Bifurcate your characters. Have your characters go after what they want (after all, if there are no desire-based actions, you don’t have much of a story), but also have them unaware of the thing holding them back (maybe the audience knows, and eventually the character will learn what’s holding him back, but not until the end). Make your ambitious businesswoman keen and intelligent, but unaware that her focus on that promotion has caused her to ignore good advice. Make your handsome hunk hit a homerun but unaware that no one is high-fiving him in the dugout. Make your standup comedian kill on stage but unaware that his dinner guests are insulted by his conversational jokes.


Example: There’s a small scene in HBO’s show Barry in which a talent agent has just taken a big risk on the main character by booking a big theater for her show. The talent agent is – unknown to herself – incredibly nervous (if the show tanks, so does the agent’s reputation). So, while the agent is saying really positive “Break a Leg” comments, she’s slowly and purposefully (though subconsciously) tearing up a piece of paper in her trembling hands. It’s a small nuanced action – as a viewer, you might not even be aware that you’re aware of it. If this agent was only saying positive things, she’d come across as a flat Pollyanna. If she was only saying negative things, she’d come across as a flat Negative Nancy. It’s exactly because she’s bifurcated and unaware that she becomes interesting. Instead of seeing a character with a cliched mindset, the audience sees a character struggling despite herself.


Warning: don’t invert this idea. Don’t make characters completely unaware. They should not be like Mr. Magoo, merely strolling through plot to somehow end in success. The idea that a character wants to do something, doesn’t know how, yet still succeeds the first time – that’s boring. The idea that she doesn’t know what to do, so she tries and fails and tries and fails and grows stronger and more capable in each failure -- that's interesting. The idea that an anxious character overcomes his anxiety to achieve great things is interesting. The idea that a character is anxious despite not having anything major at stake is just plain boring. Characters must be aware of themselves and unaware of themselves... just disproportionately.


Additionally (and detailed in this article about dialogue), don’t have your characters speak their feelings aloud. Instead of saying, “I am so angry at you,” consider what they would say or do because they’re angry. Have characters speak the result of their feelings instead of the self-aware declaration of the feeling itself.

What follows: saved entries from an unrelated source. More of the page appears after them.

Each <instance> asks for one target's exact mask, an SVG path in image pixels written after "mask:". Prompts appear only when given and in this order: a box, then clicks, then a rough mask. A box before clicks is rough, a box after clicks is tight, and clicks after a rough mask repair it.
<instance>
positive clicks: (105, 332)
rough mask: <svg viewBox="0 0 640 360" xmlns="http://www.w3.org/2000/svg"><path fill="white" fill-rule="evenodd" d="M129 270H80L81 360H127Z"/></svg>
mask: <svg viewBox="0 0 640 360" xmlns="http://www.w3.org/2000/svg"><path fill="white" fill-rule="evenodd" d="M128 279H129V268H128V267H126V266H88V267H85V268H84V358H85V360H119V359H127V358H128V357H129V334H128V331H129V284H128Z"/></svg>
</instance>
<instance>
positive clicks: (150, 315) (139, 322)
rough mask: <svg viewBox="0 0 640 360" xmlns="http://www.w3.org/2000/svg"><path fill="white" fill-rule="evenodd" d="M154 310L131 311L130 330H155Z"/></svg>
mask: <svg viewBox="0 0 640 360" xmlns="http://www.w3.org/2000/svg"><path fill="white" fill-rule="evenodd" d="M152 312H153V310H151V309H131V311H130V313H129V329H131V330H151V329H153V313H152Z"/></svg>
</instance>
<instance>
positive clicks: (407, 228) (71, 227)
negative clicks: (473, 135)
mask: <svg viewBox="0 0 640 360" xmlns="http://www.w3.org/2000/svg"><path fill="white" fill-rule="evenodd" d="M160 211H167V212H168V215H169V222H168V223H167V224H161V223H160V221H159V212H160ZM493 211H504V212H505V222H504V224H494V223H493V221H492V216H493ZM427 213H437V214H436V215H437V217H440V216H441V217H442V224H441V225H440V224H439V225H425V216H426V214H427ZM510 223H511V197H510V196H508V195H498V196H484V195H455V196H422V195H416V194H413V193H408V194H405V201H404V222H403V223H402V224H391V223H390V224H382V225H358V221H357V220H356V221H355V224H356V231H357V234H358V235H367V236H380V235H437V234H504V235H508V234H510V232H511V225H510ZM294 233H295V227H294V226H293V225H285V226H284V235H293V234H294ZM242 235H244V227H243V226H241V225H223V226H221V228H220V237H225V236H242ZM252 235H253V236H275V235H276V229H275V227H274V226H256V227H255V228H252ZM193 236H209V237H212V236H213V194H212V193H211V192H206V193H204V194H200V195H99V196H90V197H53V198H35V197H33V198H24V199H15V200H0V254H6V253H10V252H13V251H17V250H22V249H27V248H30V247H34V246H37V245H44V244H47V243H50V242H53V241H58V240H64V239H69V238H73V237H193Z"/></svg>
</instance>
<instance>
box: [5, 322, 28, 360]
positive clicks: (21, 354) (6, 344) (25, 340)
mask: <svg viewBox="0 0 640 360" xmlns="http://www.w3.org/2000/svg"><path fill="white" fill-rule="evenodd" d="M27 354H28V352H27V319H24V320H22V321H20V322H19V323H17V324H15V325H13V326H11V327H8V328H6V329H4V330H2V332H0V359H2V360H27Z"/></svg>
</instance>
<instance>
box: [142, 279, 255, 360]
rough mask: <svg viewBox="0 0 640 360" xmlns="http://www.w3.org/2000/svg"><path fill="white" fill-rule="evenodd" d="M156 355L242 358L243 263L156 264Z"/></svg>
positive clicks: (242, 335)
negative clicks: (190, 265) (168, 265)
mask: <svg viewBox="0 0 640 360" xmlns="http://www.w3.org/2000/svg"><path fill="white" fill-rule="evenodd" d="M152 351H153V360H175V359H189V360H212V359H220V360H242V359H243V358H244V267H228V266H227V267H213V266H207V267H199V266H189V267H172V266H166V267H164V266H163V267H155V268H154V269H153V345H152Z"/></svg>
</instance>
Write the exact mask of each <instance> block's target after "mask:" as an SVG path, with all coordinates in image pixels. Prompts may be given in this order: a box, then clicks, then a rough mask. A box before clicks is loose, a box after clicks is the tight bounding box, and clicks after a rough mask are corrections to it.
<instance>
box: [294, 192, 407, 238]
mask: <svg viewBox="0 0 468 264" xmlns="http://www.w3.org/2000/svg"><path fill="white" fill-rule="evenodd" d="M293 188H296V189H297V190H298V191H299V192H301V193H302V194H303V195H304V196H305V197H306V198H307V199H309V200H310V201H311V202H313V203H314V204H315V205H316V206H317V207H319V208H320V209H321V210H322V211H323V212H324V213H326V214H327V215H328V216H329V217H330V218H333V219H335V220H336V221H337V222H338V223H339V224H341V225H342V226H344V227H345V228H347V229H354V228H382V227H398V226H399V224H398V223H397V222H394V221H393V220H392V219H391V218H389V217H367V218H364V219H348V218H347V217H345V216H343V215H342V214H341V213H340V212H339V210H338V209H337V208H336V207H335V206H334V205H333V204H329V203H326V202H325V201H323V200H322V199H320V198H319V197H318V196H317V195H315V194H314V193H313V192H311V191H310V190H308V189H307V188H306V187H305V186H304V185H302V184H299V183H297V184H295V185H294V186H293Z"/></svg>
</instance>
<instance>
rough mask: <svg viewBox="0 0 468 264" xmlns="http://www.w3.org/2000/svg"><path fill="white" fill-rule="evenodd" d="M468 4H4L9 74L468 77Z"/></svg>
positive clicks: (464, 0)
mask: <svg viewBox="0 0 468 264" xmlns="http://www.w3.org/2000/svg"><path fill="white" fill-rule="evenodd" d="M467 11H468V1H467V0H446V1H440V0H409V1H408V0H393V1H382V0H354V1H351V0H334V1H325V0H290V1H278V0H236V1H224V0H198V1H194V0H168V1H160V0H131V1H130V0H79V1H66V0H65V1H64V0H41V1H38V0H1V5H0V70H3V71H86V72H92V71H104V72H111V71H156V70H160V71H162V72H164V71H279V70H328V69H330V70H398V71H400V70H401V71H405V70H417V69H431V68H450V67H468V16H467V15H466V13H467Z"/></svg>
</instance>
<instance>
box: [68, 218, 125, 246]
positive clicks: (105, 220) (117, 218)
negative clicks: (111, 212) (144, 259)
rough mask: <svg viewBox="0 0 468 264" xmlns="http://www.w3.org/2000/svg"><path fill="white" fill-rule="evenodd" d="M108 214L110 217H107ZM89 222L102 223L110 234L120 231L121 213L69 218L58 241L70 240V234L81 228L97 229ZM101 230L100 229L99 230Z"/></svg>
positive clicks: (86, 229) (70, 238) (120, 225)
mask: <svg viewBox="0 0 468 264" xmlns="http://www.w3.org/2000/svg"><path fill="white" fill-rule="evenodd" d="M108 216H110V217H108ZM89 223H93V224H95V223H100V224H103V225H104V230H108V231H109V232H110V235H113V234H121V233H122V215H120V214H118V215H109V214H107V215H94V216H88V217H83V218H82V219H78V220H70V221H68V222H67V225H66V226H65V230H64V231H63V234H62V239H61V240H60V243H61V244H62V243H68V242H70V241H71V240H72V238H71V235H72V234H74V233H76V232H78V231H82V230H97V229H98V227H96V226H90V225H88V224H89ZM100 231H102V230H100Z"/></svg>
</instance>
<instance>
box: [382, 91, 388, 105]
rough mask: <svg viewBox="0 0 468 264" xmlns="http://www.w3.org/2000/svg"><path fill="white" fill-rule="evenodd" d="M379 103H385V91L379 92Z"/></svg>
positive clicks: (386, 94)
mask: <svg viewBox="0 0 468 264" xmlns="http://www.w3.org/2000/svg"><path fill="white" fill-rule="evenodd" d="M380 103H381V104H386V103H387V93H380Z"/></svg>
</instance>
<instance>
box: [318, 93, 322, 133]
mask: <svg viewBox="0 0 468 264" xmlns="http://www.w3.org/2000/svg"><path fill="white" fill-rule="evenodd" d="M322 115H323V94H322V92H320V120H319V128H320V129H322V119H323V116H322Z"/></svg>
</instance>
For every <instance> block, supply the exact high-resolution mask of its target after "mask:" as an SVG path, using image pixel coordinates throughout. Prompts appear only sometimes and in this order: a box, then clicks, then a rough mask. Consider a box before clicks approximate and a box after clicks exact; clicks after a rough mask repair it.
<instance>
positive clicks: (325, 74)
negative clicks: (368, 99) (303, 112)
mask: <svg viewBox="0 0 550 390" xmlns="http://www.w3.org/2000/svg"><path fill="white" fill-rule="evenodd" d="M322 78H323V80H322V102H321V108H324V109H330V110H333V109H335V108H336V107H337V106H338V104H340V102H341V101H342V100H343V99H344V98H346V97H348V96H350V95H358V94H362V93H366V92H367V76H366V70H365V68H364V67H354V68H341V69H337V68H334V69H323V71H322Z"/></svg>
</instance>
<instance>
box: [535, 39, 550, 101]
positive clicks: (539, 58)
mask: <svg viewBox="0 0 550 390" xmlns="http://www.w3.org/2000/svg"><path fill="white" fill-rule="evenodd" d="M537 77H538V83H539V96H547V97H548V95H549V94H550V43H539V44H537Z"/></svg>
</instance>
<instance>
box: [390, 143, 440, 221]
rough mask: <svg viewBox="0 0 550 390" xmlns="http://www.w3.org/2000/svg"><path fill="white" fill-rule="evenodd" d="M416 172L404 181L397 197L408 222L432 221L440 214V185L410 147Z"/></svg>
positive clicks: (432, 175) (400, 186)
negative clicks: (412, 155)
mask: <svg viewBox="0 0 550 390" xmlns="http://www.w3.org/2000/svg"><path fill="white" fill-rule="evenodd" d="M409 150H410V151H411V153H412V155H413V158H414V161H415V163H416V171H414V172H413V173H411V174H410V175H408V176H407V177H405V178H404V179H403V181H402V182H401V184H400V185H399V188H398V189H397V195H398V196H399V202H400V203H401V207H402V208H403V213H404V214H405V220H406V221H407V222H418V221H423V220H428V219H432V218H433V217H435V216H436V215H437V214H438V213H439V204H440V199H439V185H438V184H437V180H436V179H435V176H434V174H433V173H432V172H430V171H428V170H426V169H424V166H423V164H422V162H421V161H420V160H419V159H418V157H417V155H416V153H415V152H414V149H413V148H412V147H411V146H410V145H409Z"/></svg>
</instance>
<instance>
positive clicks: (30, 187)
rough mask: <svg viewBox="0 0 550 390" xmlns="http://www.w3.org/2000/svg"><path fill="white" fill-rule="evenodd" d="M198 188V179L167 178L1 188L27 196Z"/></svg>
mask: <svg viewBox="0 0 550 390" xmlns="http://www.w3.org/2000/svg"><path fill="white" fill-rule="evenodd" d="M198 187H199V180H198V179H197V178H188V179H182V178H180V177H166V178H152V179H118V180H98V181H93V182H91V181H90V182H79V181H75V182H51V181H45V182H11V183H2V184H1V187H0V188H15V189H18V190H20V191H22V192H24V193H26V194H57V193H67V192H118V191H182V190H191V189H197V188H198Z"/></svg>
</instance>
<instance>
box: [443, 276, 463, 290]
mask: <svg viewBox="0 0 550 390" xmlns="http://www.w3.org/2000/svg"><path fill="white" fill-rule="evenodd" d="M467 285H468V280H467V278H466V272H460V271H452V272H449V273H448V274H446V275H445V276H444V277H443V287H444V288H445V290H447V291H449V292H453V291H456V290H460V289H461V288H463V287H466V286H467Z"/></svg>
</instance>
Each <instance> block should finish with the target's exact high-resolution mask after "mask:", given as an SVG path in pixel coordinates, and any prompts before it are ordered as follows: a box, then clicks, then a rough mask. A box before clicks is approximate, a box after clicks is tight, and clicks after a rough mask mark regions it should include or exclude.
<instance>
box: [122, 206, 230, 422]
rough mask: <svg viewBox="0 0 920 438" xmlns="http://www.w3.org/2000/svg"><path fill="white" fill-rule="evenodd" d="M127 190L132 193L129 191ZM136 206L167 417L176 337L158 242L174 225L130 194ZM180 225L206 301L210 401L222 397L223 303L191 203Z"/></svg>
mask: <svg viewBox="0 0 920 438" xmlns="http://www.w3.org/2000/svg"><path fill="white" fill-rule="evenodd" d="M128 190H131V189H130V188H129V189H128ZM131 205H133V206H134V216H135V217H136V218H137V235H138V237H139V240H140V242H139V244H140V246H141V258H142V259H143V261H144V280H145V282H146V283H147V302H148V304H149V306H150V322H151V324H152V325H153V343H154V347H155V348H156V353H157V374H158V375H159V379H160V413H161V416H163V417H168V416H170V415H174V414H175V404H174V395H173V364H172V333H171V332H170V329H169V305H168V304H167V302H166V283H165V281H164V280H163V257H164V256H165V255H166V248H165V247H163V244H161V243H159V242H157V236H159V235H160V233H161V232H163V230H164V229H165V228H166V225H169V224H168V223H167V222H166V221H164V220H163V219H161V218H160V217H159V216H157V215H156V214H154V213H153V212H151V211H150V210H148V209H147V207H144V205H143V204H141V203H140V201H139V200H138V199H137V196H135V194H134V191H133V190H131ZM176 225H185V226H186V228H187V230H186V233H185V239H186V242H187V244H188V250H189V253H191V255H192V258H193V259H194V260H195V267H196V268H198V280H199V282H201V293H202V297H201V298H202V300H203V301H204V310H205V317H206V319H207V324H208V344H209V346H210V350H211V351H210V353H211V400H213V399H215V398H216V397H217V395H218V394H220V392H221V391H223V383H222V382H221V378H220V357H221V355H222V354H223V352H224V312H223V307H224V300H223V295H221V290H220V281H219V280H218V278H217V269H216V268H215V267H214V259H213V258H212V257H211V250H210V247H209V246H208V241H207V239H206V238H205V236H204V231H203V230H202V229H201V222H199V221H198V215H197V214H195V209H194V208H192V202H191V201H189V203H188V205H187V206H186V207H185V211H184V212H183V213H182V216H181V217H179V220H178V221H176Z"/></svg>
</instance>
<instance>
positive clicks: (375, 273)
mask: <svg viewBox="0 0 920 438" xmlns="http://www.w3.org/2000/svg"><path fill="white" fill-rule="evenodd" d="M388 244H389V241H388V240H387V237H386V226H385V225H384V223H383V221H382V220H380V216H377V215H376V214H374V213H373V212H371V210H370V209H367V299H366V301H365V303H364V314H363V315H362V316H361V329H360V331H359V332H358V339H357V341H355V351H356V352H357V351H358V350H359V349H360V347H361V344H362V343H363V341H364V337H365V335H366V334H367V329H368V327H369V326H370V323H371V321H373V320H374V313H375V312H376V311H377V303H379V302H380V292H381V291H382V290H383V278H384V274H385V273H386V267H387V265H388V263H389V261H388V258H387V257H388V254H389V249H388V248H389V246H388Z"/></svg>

Example: The TV show Modern Family uses this structure with the spouses Mitch and Cam. In each episode, Mitch and Cam feel oppositely about a situation and, lacking self-awareness, they hide their emotions or reactions. Yet, by the end of every episode, their healthy marriage is restored because each has learned an element of self and speaks exactly what he’s feeling outwardly and openly. Self-awareness kills conflict, so only bring it in after the struggle, after the lessons have been learned.


More than improving my skiing, the video and the instructor helped me become more self-aware. Self-awareness is an end result. A new self-revelation is a great denouement. But until the character has struggled and been, figuratively or literally, shown his faults on video, let the self-awareness dwindle to build the conflict.